In considering the “necessity of the Mandate”, the Court found that “[t]he Mandate is staggeringly overbroad”, and in “[a]pplying to 2 out of 3 private-sector employees in America, in workplaces as diverse as the country itself, the Mandate fails to consider what is perhaps the most salient fact of all: the ongoing threat of COVID-19 is more dangerous to some employees than to other employees.” Id. at *16.

In addressing constitutional concerns of the Mandate, the Court found that “…the Mandate likely exceeds the federal government’s authority under the Commerce Clause because it regulates noneconomic inactivity that falls squarely within the States’ police power.” Id. at *21. In addition, the Court mentioned that “concerns over separation of powers principles cast doubt over the Mandate’s assertion of virtually unlimited power to control individual conduct under the guise of a workplace regulation.” Id. at *23.

Next, in assessing the second factor of the traditional stay standard, the Court found “that a denial of the petitioners’ proposed stay would do them irreparable harm.” Id. at *24. The Court indicated that “the Mandate threatens to substantially burden the liberty interests of reluctant individual recipients put to a choice between their job(s) and their jab(s).” Id.

Conversely, as to the third factor of the traditional stay standard, the Court found that “a stay will do OSHA no harm whatsoever” and “any abstract “harm” a stay might cause the Agency pales in comparison and importance to the harms the absence of a stay threatens to cause countless individuals and companies.” Id. at 25.

Finally, the Court found in assessing the fourth factor of the traditional stay standard that “a stay is firmly in the public interest.” Id.

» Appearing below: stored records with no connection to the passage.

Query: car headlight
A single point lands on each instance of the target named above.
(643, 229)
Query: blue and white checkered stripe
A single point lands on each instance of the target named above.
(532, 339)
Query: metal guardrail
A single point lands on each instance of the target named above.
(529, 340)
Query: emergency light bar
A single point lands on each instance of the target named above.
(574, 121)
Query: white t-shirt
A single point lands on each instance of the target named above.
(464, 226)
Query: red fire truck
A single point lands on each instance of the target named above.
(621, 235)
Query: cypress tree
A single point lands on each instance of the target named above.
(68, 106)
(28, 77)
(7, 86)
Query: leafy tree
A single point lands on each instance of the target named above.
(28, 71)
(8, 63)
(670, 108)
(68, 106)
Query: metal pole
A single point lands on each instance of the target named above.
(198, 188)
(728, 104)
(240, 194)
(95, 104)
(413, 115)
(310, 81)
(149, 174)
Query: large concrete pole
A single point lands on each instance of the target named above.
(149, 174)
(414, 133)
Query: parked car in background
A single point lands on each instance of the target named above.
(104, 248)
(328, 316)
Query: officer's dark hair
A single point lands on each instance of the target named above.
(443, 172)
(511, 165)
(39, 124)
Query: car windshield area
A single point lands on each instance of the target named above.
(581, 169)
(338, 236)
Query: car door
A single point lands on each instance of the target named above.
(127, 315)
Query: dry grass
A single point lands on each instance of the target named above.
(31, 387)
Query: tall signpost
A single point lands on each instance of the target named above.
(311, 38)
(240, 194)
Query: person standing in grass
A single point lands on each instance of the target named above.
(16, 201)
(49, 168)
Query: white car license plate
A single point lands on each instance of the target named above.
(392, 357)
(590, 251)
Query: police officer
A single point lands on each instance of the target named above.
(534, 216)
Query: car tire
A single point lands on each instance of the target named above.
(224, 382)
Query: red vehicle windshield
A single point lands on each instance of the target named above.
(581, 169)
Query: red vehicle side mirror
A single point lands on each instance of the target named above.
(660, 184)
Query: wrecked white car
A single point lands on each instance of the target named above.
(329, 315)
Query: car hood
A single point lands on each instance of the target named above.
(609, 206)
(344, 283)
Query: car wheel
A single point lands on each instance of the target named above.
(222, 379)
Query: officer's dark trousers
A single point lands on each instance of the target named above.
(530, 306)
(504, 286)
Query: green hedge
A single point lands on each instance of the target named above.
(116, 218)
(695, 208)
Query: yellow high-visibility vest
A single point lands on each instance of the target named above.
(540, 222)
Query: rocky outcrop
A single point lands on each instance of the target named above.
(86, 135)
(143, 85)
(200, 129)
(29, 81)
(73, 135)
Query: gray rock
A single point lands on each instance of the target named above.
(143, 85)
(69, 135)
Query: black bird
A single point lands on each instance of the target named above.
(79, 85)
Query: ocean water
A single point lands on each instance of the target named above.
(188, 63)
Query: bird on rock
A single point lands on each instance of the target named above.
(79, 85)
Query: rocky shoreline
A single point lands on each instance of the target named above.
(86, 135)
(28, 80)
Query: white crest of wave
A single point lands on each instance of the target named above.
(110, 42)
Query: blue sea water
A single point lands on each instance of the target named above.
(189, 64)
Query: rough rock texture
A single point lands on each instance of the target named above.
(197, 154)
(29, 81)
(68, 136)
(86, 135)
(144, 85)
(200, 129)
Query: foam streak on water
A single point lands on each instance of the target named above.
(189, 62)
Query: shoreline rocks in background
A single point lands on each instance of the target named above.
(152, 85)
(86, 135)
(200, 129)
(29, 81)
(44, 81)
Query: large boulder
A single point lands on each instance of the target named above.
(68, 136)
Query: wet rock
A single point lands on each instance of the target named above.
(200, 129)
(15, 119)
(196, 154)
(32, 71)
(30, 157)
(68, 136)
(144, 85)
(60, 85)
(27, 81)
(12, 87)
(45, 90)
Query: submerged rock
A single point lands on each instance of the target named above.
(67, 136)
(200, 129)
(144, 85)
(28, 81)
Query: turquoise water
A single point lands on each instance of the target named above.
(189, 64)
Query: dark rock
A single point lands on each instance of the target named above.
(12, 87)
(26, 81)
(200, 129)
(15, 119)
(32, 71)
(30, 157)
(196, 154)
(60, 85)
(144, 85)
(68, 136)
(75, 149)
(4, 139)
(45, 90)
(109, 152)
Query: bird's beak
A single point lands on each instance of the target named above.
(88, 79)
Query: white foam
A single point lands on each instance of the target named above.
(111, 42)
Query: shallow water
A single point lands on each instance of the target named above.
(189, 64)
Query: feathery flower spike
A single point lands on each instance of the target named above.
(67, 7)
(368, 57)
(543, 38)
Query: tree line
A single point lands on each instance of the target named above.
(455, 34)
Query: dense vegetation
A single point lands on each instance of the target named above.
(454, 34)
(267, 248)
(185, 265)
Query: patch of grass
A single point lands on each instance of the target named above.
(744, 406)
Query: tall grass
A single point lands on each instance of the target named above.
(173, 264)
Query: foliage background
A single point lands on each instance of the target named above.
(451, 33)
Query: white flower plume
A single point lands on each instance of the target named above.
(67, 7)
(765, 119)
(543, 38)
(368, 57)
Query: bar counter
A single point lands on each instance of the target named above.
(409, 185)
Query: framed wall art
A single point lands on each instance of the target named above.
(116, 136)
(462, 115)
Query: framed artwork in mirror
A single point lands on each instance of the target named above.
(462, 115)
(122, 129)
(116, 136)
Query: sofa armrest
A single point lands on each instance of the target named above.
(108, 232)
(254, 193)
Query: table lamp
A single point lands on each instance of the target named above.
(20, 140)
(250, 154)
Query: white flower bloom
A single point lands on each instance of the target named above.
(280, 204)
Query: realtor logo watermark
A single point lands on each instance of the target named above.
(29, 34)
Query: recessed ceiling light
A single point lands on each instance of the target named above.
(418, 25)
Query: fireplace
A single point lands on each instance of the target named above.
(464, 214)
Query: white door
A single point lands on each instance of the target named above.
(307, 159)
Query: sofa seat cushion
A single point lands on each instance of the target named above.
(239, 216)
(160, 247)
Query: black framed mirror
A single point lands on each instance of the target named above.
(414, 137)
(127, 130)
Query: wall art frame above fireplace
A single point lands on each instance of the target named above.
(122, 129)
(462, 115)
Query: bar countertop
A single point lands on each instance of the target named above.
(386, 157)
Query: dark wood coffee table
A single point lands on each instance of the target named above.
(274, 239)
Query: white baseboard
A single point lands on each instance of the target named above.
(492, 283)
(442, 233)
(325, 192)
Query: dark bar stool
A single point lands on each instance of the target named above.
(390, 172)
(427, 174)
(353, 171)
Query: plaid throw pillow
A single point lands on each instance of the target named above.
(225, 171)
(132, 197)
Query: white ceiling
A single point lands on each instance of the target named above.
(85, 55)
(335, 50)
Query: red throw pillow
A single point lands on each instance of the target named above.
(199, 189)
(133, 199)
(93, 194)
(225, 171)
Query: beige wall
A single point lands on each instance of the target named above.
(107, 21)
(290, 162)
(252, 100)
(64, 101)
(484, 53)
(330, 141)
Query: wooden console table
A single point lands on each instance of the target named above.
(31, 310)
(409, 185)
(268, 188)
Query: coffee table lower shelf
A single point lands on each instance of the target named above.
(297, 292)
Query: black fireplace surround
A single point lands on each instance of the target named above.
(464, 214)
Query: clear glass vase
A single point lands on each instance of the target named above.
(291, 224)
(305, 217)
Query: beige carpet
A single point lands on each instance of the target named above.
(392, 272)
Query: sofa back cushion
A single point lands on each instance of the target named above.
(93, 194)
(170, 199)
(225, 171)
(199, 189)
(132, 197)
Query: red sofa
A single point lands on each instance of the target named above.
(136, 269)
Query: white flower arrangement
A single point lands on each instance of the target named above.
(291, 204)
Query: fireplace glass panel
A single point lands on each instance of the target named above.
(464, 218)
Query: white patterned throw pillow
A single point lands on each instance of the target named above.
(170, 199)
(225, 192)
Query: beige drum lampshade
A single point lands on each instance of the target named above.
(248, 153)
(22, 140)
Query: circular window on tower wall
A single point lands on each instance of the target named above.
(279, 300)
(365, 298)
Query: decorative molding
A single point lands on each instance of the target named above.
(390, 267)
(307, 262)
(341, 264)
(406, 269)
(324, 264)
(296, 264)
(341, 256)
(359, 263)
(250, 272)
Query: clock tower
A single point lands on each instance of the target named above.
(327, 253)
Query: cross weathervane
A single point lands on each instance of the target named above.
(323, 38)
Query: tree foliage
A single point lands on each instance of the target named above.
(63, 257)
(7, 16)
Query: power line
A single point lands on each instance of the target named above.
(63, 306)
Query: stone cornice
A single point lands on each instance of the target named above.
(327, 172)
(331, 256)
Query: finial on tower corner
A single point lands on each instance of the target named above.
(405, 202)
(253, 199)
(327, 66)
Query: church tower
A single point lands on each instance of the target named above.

The Court stated that “[t]he public interest is also served by maintaining our constitutional structure and maintaining the liberty of individuals to make intensely personal decisions according to their own convictions—even, or perhaps particularly, when those decisions frustrate government officials.” Id. at 26.

The Court held that “health agencies do not make housing policy, and occupational safety administrations do not make health policy”, and, “[i]n seeking to do so here, OSHA runs afoul of the statute from which it draws its power and, likely, violates the constitutional structure that safeguards our collective liberty.” Id., citing Ala. Ass’n of Realtors, 141 S. Ct. at 2488-90.

Following the above court ruling, on November 16, 2021, the U.S. Judicial Panel on Multidistrict Litigation decided that the 6th Circuit Court of Appeals, based in Cincinnati, Ohio, will preside over future litigation on the U.S. Department of Labor’s rule requiring companies with at least100 employees to mandate COVID-19 vaccinations or weekly tests. No doubt, the BST holding noted above may well set the benchmark standard, as it appears well reasoned. But, most likely, this issue may be heading to the U.S Supreme Court in the near future, which may have the final say on this issue.